The national average wage is equivalent to £100 daily. If you are a plumber, a casual labourer, retail worker, shop owner, freelancer, a skilled consultant or an entrepreneur then that wage is conditional on your being fit to work on any given day. If an NHS appointment is only available after a 7 day wait then you could be better, without help, before you even see a doctor but you would have lost at least £500-700 pounds. In contrast, if some access to medical advice saves you from spending the whole week in bed, and gets you back into the office for Friday then you will be £100 richer than you would have been. This is exactly what happened to me after a lingering bout of food poisoning. It cost me a well spent £40 on a private GP, and some non-prescription medication worth less than a tenner.
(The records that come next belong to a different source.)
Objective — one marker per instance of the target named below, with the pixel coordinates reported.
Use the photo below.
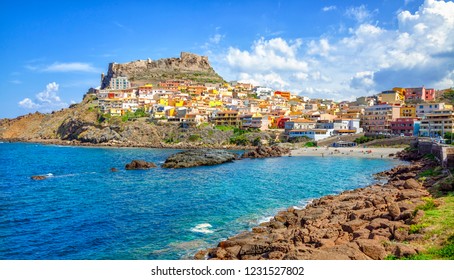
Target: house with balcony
(314, 134)
(403, 126)
(229, 118)
(437, 123)
(427, 108)
(377, 118)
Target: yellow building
(390, 97)
(164, 101)
(215, 103)
(408, 111)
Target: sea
(84, 211)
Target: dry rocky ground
(369, 223)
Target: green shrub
(225, 127)
(429, 205)
(310, 144)
(431, 172)
(194, 138)
(416, 228)
(240, 140)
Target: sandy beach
(347, 152)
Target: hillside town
(399, 111)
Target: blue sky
(53, 51)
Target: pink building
(420, 94)
(403, 126)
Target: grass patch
(439, 222)
(430, 156)
(194, 138)
(431, 172)
(310, 144)
(429, 205)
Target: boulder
(372, 248)
(264, 152)
(412, 184)
(139, 164)
(202, 157)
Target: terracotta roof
(302, 121)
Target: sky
(52, 52)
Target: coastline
(347, 152)
(118, 144)
(372, 222)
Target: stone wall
(445, 154)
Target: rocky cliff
(188, 66)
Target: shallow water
(84, 211)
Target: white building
(427, 108)
(119, 83)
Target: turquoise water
(84, 211)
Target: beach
(346, 152)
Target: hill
(187, 67)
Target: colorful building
(437, 123)
(377, 119)
(403, 126)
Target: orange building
(283, 94)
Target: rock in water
(193, 158)
(139, 164)
(264, 152)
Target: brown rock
(372, 248)
(201, 255)
(234, 250)
(351, 250)
(417, 217)
(394, 210)
(352, 226)
(277, 255)
(412, 184)
(381, 232)
(312, 214)
(256, 248)
(362, 233)
(401, 234)
(139, 164)
(403, 250)
(326, 243)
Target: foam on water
(86, 212)
(202, 228)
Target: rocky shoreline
(113, 144)
(368, 223)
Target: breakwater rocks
(193, 158)
(367, 223)
(139, 164)
(264, 152)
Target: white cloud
(267, 55)
(28, 103)
(363, 79)
(360, 14)
(329, 8)
(46, 100)
(367, 60)
(321, 47)
(70, 67)
(216, 39)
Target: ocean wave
(202, 228)
(264, 219)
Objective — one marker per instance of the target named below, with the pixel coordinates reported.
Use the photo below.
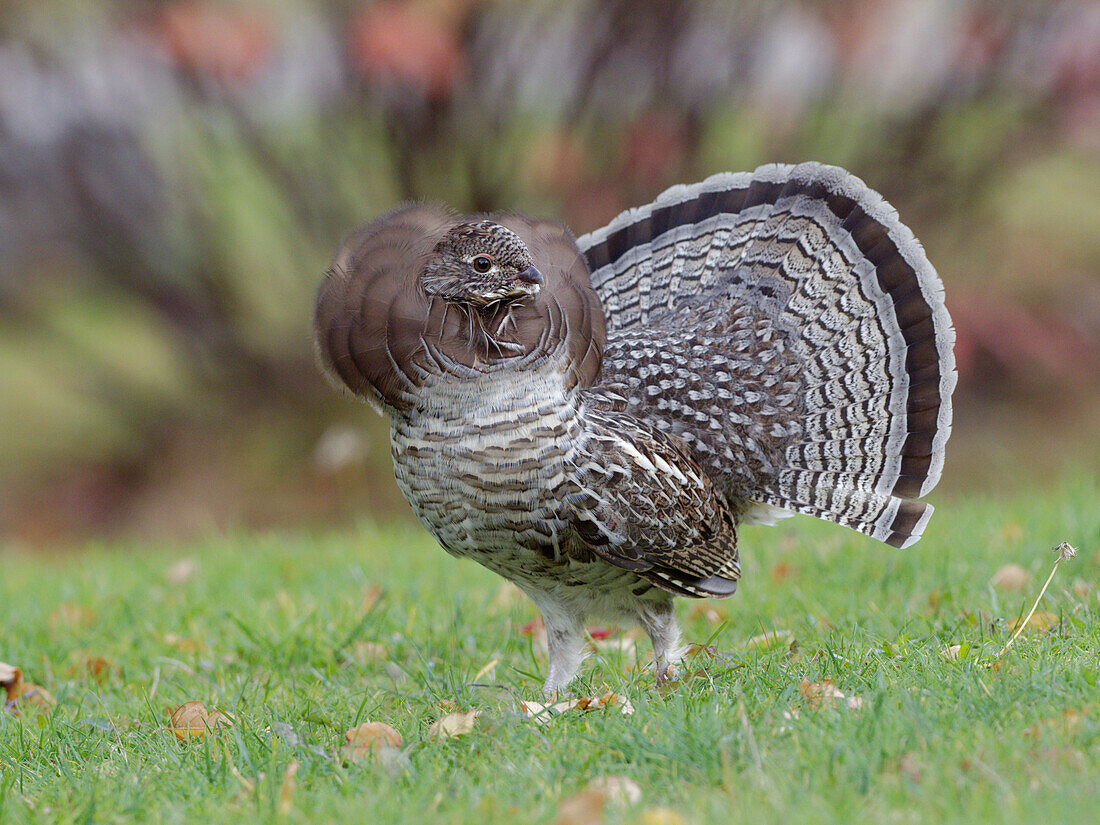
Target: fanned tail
(827, 257)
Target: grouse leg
(565, 644)
(660, 623)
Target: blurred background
(175, 176)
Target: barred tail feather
(813, 246)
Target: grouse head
(422, 293)
(481, 263)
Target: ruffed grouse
(593, 418)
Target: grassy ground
(290, 634)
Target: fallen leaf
(94, 666)
(180, 572)
(584, 807)
(661, 816)
(369, 651)
(193, 721)
(826, 694)
(454, 724)
(286, 790)
(620, 791)
(542, 713)
(789, 716)
(707, 612)
(20, 695)
(184, 644)
(770, 638)
(910, 768)
(1011, 576)
(370, 739)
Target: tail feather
(828, 259)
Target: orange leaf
(193, 721)
(370, 739)
(20, 694)
(453, 724)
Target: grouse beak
(530, 275)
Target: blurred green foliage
(175, 175)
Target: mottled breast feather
(382, 337)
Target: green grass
(272, 628)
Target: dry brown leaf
(454, 724)
(369, 651)
(627, 645)
(661, 816)
(770, 638)
(20, 695)
(1011, 576)
(180, 572)
(826, 694)
(90, 664)
(184, 644)
(286, 790)
(541, 713)
(193, 721)
(486, 670)
(710, 613)
(371, 738)
(617, 790)
(910, 768)
(1038, 620)
(584, 807)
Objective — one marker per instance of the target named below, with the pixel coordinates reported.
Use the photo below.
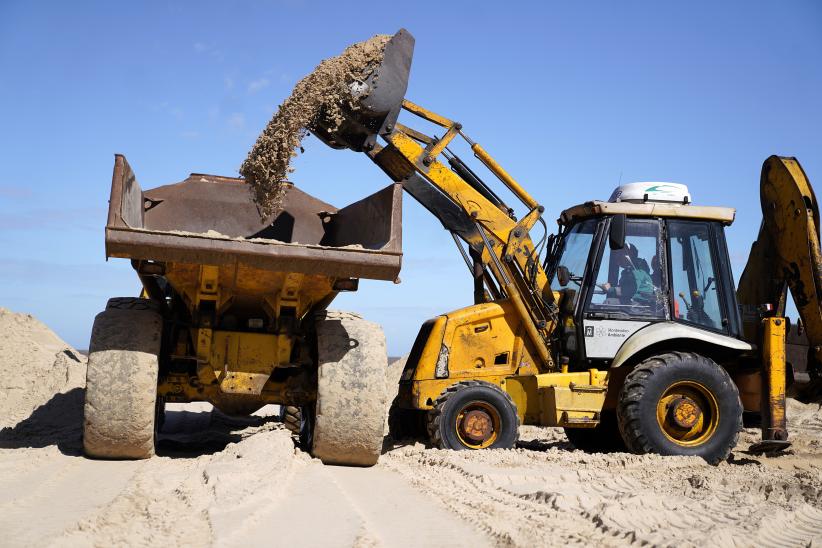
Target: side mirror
(616, 236)
(563, 275)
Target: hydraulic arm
(785, 255)
(501, 254)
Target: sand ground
(241, 482)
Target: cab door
(628, 290)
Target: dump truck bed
(211, 220)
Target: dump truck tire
(473, 415)
(349, 416)
(680, 403)
(604, 438)
(120, 408)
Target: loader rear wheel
(680, 403)
(349, 416)
(473, 415)
(120, 411)
(604, 438)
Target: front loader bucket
(380, 99)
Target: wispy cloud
(256, 85)
(83, 218)
(15, 192)
(207, 49)
(236, 120)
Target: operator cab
(645, 256)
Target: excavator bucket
(378, 100)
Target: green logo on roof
(658, 188)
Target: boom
(785, 255)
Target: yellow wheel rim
(478, 425)
(688, 413)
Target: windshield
(573, 253)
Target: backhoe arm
(785, 255)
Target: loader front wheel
(473, 415)
(349, 416)
(680, 403)
(120, 411)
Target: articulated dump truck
(233, 311)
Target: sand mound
(35, 366)
(324, 92)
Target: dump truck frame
(233, 311)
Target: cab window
(574, 254)
(693, 274)
(629, 281)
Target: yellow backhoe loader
(624, 327)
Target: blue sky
(569, 97)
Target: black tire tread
(628, 414)
(434, 417)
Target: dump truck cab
(644, 269)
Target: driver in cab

Compared to where I was when I made that decision I was at least £400 better off, and this was for a relatively simple problem. If I had a chronic condition to manage I might face that kind of trade-off regularly.
The pricing of Josh Umbehr’s AtlasMD service is comparable to a gym membership or daily coffee, $50 per month for any adult via a company policy. Let’s assume we do not get the benefit of the exchange rate and this is likely to cost you £50 a month. Yes you would still pay for the NHS, it’s mandatory, but the more you earn the higher the probabity this kind of support will pay off economically; and of course the pay off is twice as fast if your spouse is nursing you and has similar circumstances. On average, for a single adult, the payoff would be 6 days. For me – a backend web developer – the payoff would be there if less than 2 days were saved in the year. Of course, this doesn’t cover major catastrophic illnesses, but I would be able to rely on the NHS for that. I’m thinking of incremental reform, and also in terms of triggering a debate about NHS quality.
This is what I’d like to see happening. At the moment, I am able to find just one GP offering a service on a monthly fee in the UK and that is in the rural out-of-hours niche. I’d like this to be commonplace, and available all-day. It would not need to be the dominant form of healthcare, but merely to be available for about the price of a gym membership to 10% of the population. We can then start to use this kind of care as a counter example to the sainted NHS. To get there, we need to stimulate demand. We need to talk about this idea with friends and talk about the various ways in which this would be more pleasant and more convenient than the GP service we get from the NHS. We would then be able to talk about the NHS as something like a safety net for very serious medical catastrophes, not something we rely on every day for every kind of medical assistance.